As the world became far more real and the Cold War simmered, audiences closed out the eighties with two outings from actor Timothy Dalton as Bond in 1987 and 1989. Dalton physically could perform to Connery’s stamina but his Shakespearian background made him a far more profound Bond that didn’t necessarily fit the mold but it’s a testament that he is still regarded as one of the best actors to play the part even if he isn’t necessarily the most remembered Bond. If a man is channeling James Bond, he’s likely already in tailored clothing daily. But that doesn’t mean a tie is always necessary — even for someone who’s technically employed by the government. Dalton’s Bond may have been the most serious — and his lapels the widest — but there’s a rakishness that comes through when you forego the tie and let your hair grow a bit loose. Note that if you carry a gun, people will undoubtedly still take you seriously, even in this more casual spin on suit dressing.
His successor, Pierce Brosnan on the other hand I still believe summed up all the best elements of his predecessors even if the quality of the films’ took a decline.
Brosnan’s first outing, is still a smashing explosion of action, sex, and political thrill but his three subsequent outings tended to lean more towards the hokey tone of the latter day Moore films. Brosnan was smooth, implacable, brilliant. The personification of a New Millennium, Internet start-up, computer-nerd’s wet-dream spy.
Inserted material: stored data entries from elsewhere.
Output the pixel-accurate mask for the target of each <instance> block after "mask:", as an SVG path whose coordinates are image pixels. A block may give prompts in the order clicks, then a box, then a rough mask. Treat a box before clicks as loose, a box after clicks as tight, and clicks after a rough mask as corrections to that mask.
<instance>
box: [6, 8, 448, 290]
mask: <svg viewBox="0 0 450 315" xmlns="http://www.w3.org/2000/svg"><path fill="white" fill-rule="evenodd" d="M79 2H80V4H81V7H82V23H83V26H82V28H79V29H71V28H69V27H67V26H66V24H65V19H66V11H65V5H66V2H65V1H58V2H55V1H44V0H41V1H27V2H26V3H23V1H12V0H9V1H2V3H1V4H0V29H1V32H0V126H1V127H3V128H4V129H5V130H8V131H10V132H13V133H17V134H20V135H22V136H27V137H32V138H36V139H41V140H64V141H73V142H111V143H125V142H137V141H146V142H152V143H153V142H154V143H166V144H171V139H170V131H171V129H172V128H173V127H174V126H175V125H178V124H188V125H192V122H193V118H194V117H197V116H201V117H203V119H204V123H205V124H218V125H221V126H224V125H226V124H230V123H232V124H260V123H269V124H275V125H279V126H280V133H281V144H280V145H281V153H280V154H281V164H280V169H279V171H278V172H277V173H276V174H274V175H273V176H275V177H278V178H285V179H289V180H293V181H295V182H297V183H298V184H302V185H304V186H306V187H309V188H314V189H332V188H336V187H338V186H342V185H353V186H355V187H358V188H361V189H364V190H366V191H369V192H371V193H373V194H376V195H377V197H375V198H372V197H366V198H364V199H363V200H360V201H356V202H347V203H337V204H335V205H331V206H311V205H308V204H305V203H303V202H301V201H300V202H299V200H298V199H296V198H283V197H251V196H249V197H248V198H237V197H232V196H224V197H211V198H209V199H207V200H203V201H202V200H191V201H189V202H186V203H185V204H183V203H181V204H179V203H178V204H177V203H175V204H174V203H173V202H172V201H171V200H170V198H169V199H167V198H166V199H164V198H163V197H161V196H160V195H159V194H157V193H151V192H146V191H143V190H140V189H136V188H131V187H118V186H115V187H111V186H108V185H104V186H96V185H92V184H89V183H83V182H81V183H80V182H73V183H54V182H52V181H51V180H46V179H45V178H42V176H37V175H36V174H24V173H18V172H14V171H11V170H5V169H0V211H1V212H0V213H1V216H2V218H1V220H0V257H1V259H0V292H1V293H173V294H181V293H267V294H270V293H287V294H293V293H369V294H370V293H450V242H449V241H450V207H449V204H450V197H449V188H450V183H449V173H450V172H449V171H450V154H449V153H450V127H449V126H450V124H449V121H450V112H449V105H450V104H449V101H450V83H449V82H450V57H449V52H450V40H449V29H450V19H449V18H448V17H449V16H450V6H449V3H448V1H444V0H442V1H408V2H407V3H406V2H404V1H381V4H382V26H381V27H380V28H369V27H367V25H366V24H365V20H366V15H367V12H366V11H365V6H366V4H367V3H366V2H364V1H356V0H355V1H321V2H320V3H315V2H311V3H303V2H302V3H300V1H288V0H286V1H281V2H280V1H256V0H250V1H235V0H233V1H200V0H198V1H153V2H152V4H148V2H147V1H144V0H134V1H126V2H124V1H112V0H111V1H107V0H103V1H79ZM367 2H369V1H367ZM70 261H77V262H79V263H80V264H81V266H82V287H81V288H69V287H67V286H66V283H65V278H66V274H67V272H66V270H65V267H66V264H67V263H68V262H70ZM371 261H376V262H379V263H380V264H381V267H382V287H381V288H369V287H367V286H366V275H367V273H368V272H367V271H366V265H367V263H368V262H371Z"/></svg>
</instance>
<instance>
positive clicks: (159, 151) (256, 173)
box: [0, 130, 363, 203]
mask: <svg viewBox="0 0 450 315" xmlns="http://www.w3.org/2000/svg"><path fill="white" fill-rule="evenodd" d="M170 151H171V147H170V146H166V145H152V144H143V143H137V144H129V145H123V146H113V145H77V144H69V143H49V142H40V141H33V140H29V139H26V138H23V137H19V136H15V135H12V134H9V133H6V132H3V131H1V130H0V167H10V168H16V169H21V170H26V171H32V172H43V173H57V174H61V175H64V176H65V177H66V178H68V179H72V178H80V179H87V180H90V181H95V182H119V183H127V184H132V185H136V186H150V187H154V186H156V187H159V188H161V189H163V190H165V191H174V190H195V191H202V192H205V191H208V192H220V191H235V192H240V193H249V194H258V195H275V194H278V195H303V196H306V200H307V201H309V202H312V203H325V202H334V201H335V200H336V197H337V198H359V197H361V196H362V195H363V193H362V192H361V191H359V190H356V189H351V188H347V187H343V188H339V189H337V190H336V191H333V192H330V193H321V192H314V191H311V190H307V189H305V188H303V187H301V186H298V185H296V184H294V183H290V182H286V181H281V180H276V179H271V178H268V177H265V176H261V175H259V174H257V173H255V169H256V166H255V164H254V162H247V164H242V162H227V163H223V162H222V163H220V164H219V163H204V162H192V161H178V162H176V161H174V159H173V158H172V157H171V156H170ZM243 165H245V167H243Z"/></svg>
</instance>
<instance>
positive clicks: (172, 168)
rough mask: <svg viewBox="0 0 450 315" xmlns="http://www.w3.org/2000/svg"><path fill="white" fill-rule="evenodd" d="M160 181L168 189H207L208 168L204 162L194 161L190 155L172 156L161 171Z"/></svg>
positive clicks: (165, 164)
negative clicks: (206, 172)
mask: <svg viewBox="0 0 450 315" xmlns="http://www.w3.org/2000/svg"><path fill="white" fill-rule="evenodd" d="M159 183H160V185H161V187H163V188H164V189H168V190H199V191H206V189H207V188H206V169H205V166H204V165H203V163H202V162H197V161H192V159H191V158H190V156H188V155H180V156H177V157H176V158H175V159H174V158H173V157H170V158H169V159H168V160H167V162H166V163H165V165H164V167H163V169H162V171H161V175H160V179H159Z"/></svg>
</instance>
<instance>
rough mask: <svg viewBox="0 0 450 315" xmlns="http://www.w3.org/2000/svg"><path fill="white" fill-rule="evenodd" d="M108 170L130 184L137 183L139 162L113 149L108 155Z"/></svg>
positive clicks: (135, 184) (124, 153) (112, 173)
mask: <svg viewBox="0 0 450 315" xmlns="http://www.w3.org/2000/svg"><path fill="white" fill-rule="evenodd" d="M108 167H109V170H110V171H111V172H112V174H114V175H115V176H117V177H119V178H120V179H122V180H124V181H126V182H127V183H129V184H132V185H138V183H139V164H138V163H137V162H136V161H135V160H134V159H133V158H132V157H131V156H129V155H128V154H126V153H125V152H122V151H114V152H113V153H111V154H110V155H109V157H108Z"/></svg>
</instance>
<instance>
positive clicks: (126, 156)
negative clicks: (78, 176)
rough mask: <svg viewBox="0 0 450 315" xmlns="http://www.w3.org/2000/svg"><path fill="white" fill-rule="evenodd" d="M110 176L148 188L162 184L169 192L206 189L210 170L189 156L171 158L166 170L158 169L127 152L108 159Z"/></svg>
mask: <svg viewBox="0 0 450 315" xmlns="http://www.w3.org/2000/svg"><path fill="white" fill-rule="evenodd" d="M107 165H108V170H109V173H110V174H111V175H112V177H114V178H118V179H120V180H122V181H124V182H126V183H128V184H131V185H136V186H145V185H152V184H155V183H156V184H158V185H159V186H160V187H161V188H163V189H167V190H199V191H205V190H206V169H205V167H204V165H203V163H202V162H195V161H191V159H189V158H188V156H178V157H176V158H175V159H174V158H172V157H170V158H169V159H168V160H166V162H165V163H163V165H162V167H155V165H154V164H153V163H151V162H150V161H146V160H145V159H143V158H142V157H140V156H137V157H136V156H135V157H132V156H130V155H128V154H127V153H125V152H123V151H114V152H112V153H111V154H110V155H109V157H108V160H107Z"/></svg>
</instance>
Daniel Craig for some may seem too serious but when you convey someone who is basically a young killer like Bond, you need that intensity but thankfully Craig also has charming good looks and a physique that can take the punches and dives off cars and trains that are needed to get the job done. Sure, Craig often wears a suit as 007. But these are modern times. And like other Bond’s before him, the actor has successfully proven that you can wear sportswear and still look sharp.
Daniel Craig’s Bond cruel, violent, heartless, inhuman, a thug. In truth, the perfect Bond for today’s world.
There is a slew of iconic imagery from this franchise ranging from the first appearance of an Aston Martin as Bond’s car of choice to the first time the man orders a traditional “shaken, not stirred”Vodka Martini.
For me Bond has never been a more entertaining character to spend some time at the movie theater with.